Further more, this type of activity adds no value to investors or to employees over the long run. The funds from profits or borrowing to buy back stock didn't make the business more competitive: R&D or build more retail, or better machines, or pay workers better thus get more form workers to produce higher quality and/or more of something... it didn't even act to diminish in any meaningful way the float of shares like a stock 1 share for 2 share reversal, float 100 million shares outstanding turns into 50 million shares outstanding and all things being equal if traded for $25 a share, would immediately become $50 share... but your 100 shares at $25 or $2, 500 turns into 50 shares at $50 still $2500. These reversals or splits in stock float don't add value.

And certainly these buy backs also don't add any actual real value.. it's an accounting trick on the reversal and splits.
And on the buy backs, these buybacks usually account for as little as 0.1% to 1% of the floated stock outstanding.
Yet the immediate buying frenzy introduced in the short term can cause the stock price to jump significantly higher 10% to 100%... only to fall back down again erasing all that dubious momentum.
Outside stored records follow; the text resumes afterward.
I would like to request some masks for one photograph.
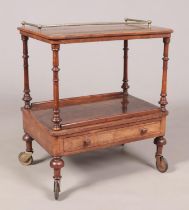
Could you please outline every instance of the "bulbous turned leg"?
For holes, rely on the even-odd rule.
[[[26,152],[21,152],[18,156],[18,159],[22,165],[28,166],[33,163],[33,148],[32,148],[32,141],[33,138],[29,136],[27,133],[23,136],[23,141],[26,142]]]
[[[60,193],[61,168],[64,167],[64,161],[60,157],[54,157],[50,161],[50,167],[54,169],[54,198],[58,200]]]
[[[163,146],[166,144],[166,139],[163,136],[156,137],[154,139],[154,144],[157,146],[157,151],[156,151],[156,167],[158,171],[161,173],[164,173],[168,169],[168,163],[167,160],[163,157],[162,155],[162,150]]]

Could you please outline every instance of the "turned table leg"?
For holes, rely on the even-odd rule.
[[[59,57],[58,51],[60,49],[60,45],[52,44],[52,51],[53,51],[53,98],[54,98],[54,108],[53,108],[53,130],[60,130],[60,122],[62,119],[60,118],[60,110],[59,110]]]
[[[32,100],[30,96],[30,87],[29,87],[29,71],[28,71],[28,37],[22,35],[22,42],[23,42],[23,65],[24,65],[24,109],[31,109]],[[31,165],[33,162],[32,158],[32,138],[29,134],[25,133],[23,136],[23,140],[26,142],[26,152],[21,152],[18,156],[18,159],[21,164],[23,165]]]
[[[54,197],[56,200],[59,198],[61,168],[64,167],[64,161],[60,157],[54,157],[50,161],[50,167],[54,169]]]
[[[18,159],[22,165],[28,166],[33,163],[33,148],[32,148],[32,141],[33,138],[29,136],[27,133],[23,136],[23,141],[26,142],[26,152],[21,152],[18,156]]]
[[[162,155],[163,146],[166,144],[166,139],[163,136],[156,137],[154,139],[154,144],[157,146],[156,150],[156,167],[158,171],[164,173],[168,169],[167,160]]]

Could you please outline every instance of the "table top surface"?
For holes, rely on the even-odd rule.
[[[81,25],[62,25],[57,27],[37,28],[24,25],[19,27],[21,33],[30,34],[48,40],[69,40],[87,39],[99,37],[118,37],[118,36],[144,36],[144,35],[165,35],[171,34],[172,29],[146,25],[129,25],[126,23],[115,24],[81,24]]]

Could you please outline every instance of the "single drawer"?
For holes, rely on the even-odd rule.
[[[74,152],[78,150],[87,150],[91,147],[101,147],[110,145],[119,141],[130,139],[148,138],[152,134],[158,134],[161,131],[161,122],[153,122],[117,128],[107,131],[95,132],[82,136],[68,137],[64,139],[64,152]]]

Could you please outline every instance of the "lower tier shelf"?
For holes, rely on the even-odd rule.
[[[60,131],[52,130],[53,101],[33,103],[22,111],[25,132],[52,156],[164,135],[167,115],[158,106],[120,92],[60,100]]]

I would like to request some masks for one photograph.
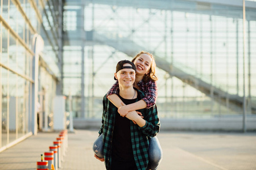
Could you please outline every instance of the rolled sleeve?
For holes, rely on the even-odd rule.
[[[158,89],[155,82],[150,81],[146,83],[142,83],[143,87],[140,88],[145,92],[145,97],[142,98],[147,104],[147,109],[152,107],[156,101]]]

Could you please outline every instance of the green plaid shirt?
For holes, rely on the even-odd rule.
[[[141,91],[137,91],[142,99],[144,95]],[[138,169],[146,170],[148,163],[148,138],[155,137],[159,131],[160,121],[155,105],[149,109],[140,109],[138,111],[142,113],[146,125],[141,128],[135,125],[132,121],[130,121],[131,144]],[[105,95],[103,98],[102,125],[99,134],[103,133],[103,152],[107,170],[111,168],[112,140],[117,113],[117,108]]]

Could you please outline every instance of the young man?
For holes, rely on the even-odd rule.
[[[144,94],[133,87],[136,67],[128,60],[119,61],[116,67],[114,79],[118,80],[119,96],[124,104],[140,100]],[[102,134],[104,158],[107,170],[146,169],[148,163],[148,139],[159,131],[160,121],[156,107],[129,112],[122,117],[106,97],[103,99],[102,125],[99,134]]]

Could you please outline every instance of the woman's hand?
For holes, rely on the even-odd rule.
[[[138,111],[136,111],[136,112],[137,112],[138,114],[139,114],[139,116],[141,116],[141,118],[143,118],[143,117],[144,117],[142,116],[142,114],[141,112],[138,112]],[[133,121],[133,122],[134,124],[135,124],[135,125],[137,124],[135,121]]]
[[[118,112],[121,116],[125,117],[130,110],[128,109],[128,107],[123,102],[121,102],[121,104],[123,106],[118,108]]]
[[[97,156],[96,154],[94,154],[94,157],[96,158],[97,159],[98,159],[98,160],[100,160],[101,161],[101,162],[104,162],[104,161],[105,161],[104,158],[98,158],[98,156]]]

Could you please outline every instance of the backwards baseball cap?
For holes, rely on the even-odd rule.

This type of activity was mostly prohibited until the 1980's. As it was known this pump and dump scam added absolutely no value to shareholders or workers or consumers alike.
It was only allowed if the business was interested in going private buying back all publicly trades shares floating, or buying back a significantly quantity 50% or so to reduce the shares outstanding rather than doing a stock reversal. And using leverage/debt to perform this task was often discouraged as this smacked at literally a pump and dump scam. Literally sadding the company up in a worse condition to pump a stock and sell into that pumped up price in a very short period, only to then have the share price fall back down, and the company be saddled with more debt liabilities, being in worse financial condition than before the pump the subsequent dump.

This is something that should be dealt with rather quickly. Among ending deposit banking and commercial banking involved with equity and options speculation As well as prohibiting elected officials to actively trade stocks when they often have exposure and close discussions with affiliates to or directly to public traded companies on news that isn't public yet, thus insider trading, as well as their conflict of interest, it is often their final decision on various contracts by the government or introducing and/or voting on a favorable law to any particular business.